Girişimci senaristlerimizden, sanatçılarımızdan Ergenekon’dan ikinci çıkış anlamına gelen Karabük Demir Çelik Fabrikaları’nın macerasını şiire konu etmelerini, romanlaştırmalarını, senaryolaştırmalarını, filmleştirmelerini isteriz.

     Karabük Demir Çelik, Türk sanayisinin “Çanakkale”sidir. Olmayan demirle, olmayan kömürle ve sermaye, fen adamı, tecrübe, yetişmiş eleman, insan gücü, sağlık ve ulaşım ihtiyacı eksikliğiyle çıkılan yolda, harcanan mesai, yapılan istişareler, alınan tedbirlerle olmazlar oldurulmuş, yokluğun ve yoksulluğun demir dağı eritilmiş, aydınlığa bir yol açılmıştır.

     Hani Çanakkale şehitleri için demişti ya merhum Akif; “Gömelim gel seni tarihe, desem sığmazsın!” İşte aynen öyle; Kömür ve demir madenlerinde ter döken, can veren, tren yollarında nefessiz kalan, o trenler geçsin diye dağları murçla, çekiçle, kazmayla, kürekle, balyozla delen, bu uğurda yaralanan, sakatlanan, canından olan, eşinden çocuğundan evinden barkından ayrı kalan Türk’ün yiğit evlatlarının her biri  “Seyit Onbaşı”dır gözümüzde.

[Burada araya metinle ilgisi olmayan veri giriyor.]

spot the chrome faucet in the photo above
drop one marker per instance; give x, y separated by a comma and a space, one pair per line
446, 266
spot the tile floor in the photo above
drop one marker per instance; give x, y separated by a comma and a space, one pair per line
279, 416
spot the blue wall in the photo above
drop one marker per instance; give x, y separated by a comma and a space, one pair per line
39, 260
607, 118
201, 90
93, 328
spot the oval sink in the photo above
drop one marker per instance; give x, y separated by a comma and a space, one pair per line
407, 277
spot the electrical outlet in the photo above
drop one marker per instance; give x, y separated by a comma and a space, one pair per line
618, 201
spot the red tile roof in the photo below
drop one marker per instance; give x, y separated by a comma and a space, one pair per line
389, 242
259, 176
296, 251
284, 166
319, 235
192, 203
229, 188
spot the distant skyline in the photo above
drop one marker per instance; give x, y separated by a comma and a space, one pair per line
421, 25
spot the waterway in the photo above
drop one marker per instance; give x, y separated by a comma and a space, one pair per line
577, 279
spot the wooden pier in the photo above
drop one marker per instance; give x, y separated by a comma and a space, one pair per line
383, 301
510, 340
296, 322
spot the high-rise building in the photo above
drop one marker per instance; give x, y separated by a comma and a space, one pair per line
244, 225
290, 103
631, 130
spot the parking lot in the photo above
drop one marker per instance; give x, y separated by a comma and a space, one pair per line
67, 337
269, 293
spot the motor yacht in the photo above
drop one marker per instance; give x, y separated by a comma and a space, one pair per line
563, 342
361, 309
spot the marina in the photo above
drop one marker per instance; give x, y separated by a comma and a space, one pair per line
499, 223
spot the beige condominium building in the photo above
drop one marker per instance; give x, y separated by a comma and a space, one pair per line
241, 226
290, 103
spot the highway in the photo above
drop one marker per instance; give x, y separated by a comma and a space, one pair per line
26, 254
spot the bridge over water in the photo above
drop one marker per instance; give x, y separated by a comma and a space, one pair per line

     Bu hikaye de öyle, sığmaz tarihe. Karabük Demir Çelik Fabrikaları, Türk milli sanayisinin liderliğini yapmış, yurdun pek çok yerinde onlarca fabrikanın kurulmasına öncülük etmiş, ürettikleriyle köprü olmuş, yol olmuş, yurdum insanına sıcak ev olmuş ve ekonomik şartların getirdiği noktada özelleşerek Türk halkının, Türk müteşebbisinin elinde Türk milletine hizmete devam etmiştir.

     Karabükümüzü yöneten mülki amirlerden, mahalli yöneticilerden ve Kardemir’in değerli yöneticileri ile ortaklarından “Karabük Demir Çelik Fabrikaları”nın macerasını yapacakları araştırma, inceleme ve okumalarla önce kendilerinin değerlendirmelerini, sonra her türlü iletişim materyallerini kullanarak özelde Karabük’te yaşayan her yaştan ve her meslekten insanımıza, genelde Türk insanına ulaştırmalarını, bu amaçla projeler ortaya koymalarını, yarışmalar düzenlemelerini, çalışma gurupları oluşturmalarını, şehrimizin ilk ve orta seviyedeki okulları ile Karabük Üniversitemizin öğrencilerini bu çalışmalara paydaş olarak dahil etmelerini umuyor ve bekliyoruz. Bu çalışmaları yapan insanlarımız da takdir edilmeli ve ödüllendirilmelidir. Unutmayalım ki iyi örnekler ödüllendirilmez, hatırlanmaz ise daha iyileri ve yenileri için toplumda istek uyandıramaz ve güç biriktiremeyiz.

iç sayfa 4

25 Şubat 2016 Safranbolu

Not: Bu çalışmada Tarihçi yazar Mehmet KÜTÜKÇÜOĞLU’nun “Türkiye’nin İlk Ağır Sanayi Kenti  KARABÜK” kitabından yararlanılmıştır.
Fotoğraf tasarım: Mehmet KÜTÜKÇÜOĞLU
(*) İfade Mehmet KÜTÜKÇÜOĞLU’na aittir.